O insan sarrafı, bilgi aşığıydı. Herkezi dinledi. Bütün fikir,
görüş ve tecrübeiere açık oldu. İkna edici ve öncüydü. Örgütleme ve
karar yeteneği muhteşemdi. Ömrü boyunca mükemmelliği sevdi.
‘Kurtuluş savaşı’na başlandığı sırada Atatürk’e sordular.

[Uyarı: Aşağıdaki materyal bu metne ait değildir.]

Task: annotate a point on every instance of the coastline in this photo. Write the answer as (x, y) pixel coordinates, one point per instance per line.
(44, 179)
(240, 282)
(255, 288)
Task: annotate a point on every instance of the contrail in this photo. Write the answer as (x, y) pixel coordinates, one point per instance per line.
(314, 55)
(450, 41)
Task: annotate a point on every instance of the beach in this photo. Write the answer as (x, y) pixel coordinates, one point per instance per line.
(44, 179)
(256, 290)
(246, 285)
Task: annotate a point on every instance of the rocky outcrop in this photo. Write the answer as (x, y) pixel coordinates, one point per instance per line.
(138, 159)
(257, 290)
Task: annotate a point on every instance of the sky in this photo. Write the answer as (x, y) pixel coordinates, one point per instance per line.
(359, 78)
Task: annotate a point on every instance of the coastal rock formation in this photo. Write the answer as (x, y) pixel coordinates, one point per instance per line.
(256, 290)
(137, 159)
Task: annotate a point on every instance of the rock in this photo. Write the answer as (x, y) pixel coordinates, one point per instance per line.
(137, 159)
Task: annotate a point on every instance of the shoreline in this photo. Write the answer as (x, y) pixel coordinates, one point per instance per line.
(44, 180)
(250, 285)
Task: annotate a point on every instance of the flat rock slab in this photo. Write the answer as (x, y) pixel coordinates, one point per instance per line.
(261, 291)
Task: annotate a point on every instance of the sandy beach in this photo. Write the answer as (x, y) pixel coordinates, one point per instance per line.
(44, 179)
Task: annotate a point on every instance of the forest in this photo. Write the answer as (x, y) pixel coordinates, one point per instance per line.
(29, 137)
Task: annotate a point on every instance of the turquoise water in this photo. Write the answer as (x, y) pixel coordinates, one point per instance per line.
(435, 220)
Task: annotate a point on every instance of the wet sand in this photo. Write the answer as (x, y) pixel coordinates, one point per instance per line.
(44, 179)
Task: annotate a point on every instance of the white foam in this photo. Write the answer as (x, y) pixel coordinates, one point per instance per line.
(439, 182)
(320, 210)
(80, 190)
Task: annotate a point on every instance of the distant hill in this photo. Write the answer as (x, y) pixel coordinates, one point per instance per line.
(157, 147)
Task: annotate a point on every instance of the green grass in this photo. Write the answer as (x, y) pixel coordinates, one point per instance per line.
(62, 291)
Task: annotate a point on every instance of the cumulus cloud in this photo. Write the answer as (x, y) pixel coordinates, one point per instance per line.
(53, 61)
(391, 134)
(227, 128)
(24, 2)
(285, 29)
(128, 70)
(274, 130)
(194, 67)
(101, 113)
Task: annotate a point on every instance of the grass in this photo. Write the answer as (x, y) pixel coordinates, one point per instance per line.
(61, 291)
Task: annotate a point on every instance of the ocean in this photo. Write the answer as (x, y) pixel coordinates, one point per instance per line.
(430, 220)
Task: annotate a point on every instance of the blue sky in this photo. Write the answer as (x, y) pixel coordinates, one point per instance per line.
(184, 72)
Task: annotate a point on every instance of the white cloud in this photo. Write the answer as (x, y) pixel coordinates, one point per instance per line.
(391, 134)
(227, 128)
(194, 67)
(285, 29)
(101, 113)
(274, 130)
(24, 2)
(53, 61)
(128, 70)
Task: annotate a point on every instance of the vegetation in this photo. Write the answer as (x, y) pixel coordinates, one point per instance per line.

Nasıl mümkün olur? Ordu yok!
Yapılır!
İyi ama bunun için para lazım ...O da yok?
Bulunur!
Diyelim ki bulduk, düşmanlarımız hem büyük, hem de çok!
Olsun, yenilir!..
O hem kendine, hem Türk halkına inandı.
İşte biz bu Ata’nın evlatlarıyız.
‘Ben Atatürk’ de her Türk’ü, her Türk’de Atatürk’ü gördüm.’
Nazan Saatcı
Ruhun şad olsun Atam,
Ruhlarınız şad olsun bu topraklar için kaybettiğimiz bütün şehitlerimiz.
Sevgiler saygılar bütün dostlara...
Nazan Saatçi
U.S.A Kasım 2011
Dip not: Alıntı kısımlar Mustafa Kemal Atatürk’ün Liderlik Sırları kitabındandır.
Tavsiye ederim. Yazarı Adnan Nur Baykal.